2. Halve the aubergines. Scoop the flesh into a sieve over a bowl and drain 10 minutes to remove bitterness-carrying liquid. Transfer to a board and chop roughly.
3. Combine chopped aubergine flesh, wild garlic, parsley, mint, breadcrumbs, cumin, coriander, chilli flakes, garlic, olive oil, lemon zest, and salt in a food processor. Pulse to a coarse, spreadable paste - not smooth; texture is desirable. Taste and adjust seasoning. Set aside.
STAGE 2 — MAKE THE TAMARIND SAUCE:
4. In a small saucepan, combine tamarind paste, stock, brown sugar, garlic clove, and ginger. Bring to a simmer over medium heat, stirring to dissolve the tamarind.
5. Simmer 12–15 minutes until slightly thickened and glossy. Strain through a fine sieve, pressing the solids. Return to the pan, whisk in butter off the heat, and season with fine salt. Keep warm. The sauce should be intense - a small amount per plate is the intention.
STAGE 3 — LAMB SCOTCH EGGS:
6. Bring a small pan of water to a rolling boil. Lower in quail eggs and cook exactly 2 minutes 15 seconds for a running yolk. Transfer immediately to iced water for 2 minutes. Peel very carefully - quail shells are fragile.
7. In a bowl, combine lamb mince, cumin, coriander, garam masala, garlic, ginger, chilli flakes, and salt. Mix with your hands until spices are evenly distributed. Divide into 4 equal portions.
8. Working with wet hands, flatten a mince portion into a thin disc in your palm. Place a peeled quail egg in the centre. Bring the mince up and around, pressing firmly to seal with no gaps or thin patches. Roll into a smooth ball. Refrigerate 15 minutes to firm.
9. Set up three bowls: seasoned flour, beaten eggs, panko breadcrumbs. Roll each scotch egg in flour (shake off excess), then egg wash, then panko, pressing crumbs to adhere.

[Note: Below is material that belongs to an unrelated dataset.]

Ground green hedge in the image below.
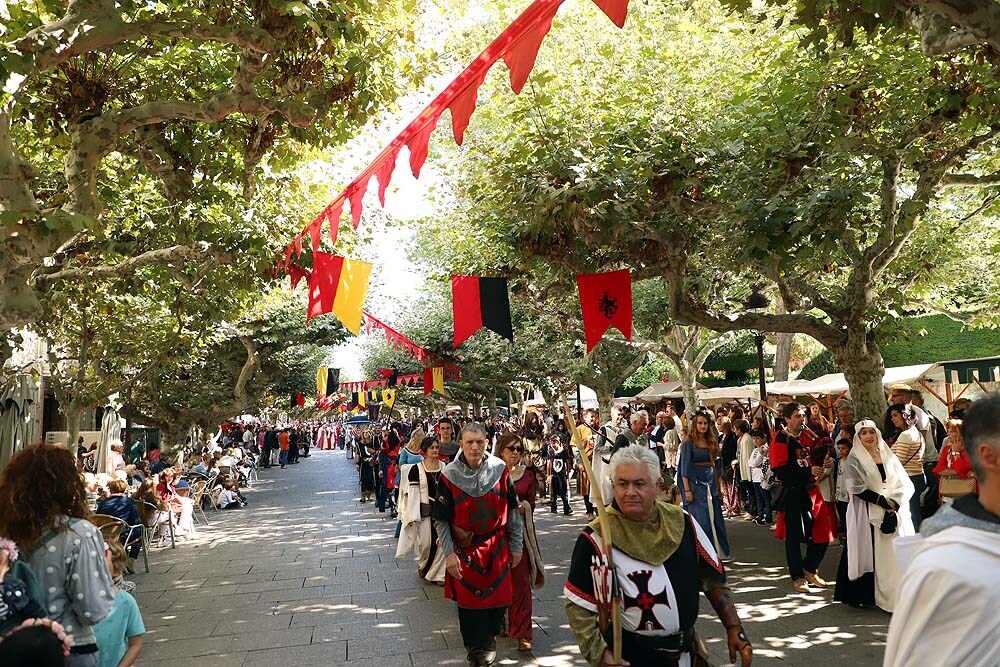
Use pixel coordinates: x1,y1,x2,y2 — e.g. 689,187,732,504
799,315,1000,380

For extra crispiness, repeat the egg wash and panko step.
10. Heat oil in a deep saucepan to 175°C / 350°F. Fry scotch eggs 3–4 minutes, turning, until deeply golden and the mince is cooked through (internal temperature 75°C / 165°F). Drain on a rack and rest 2 minutes.
STAGE 4 — ANCHOVY & WILD GARLIC SALSA:
11. Finely chop anchovy fillets, wild garlic, parsley, and capers together until almost a paste but still slightly textured. Transfer to a bowl. Stir in lemon juice and olive oil. Season with black pepper; taste before adding salt as anchovies contribute significant salinity. Set aside at room temperature.
STAGE 5 — CHAR THE ASPARAGUS:
12. Toss asparagus spears in olive oil and flaky salt. Heat a ridged griddle pan or cast-iron skillet until smoking. Cook asparagus in a single layer 2–3 minutes per side until tender and charred at the tips. Alternatively, cook directly over a gas flame using tongs. Keep warm.
STAGE 6 — SEAR THE LAMB CHOPS & APPLY THE CRUST:
13. Combine flaky sea salt, black pepper, cumin, coriander, paprika, turmeric, cinnamon, and chilli flakes. Press firmly onto all sides of each lamb cutlet, including the fat cap. Allow to sit at room temperature 15 minutes.
14. Heat a cast-iron skillet over high heat until smoking. Add neutral oil. Sear the lamb chops 2 minutes per side for medium-rare (core 57°C / 135°F), pressing the fat cap against the pan for 1 minute to render and crisp. Remove and rest on a rack 3 minutes.
15. While the chops rest, spoon a generous amount of aubergine and herb paste over the top of each. Flash under a hot grill / broiler for 1–2 minutes if desired to set the crust.
TO PLATE:
16. Place 2 lamb chops per plate, crust-side up. Halve each scotch egg and place beside the chops, cut-side up to reveal the running yolk. Add 3 asparagus spears. Spoon a small amount of salsa to one side. Drizzle tamarind sauce sparingly around the plate - use a squeeze bottle for control. Serve immediately.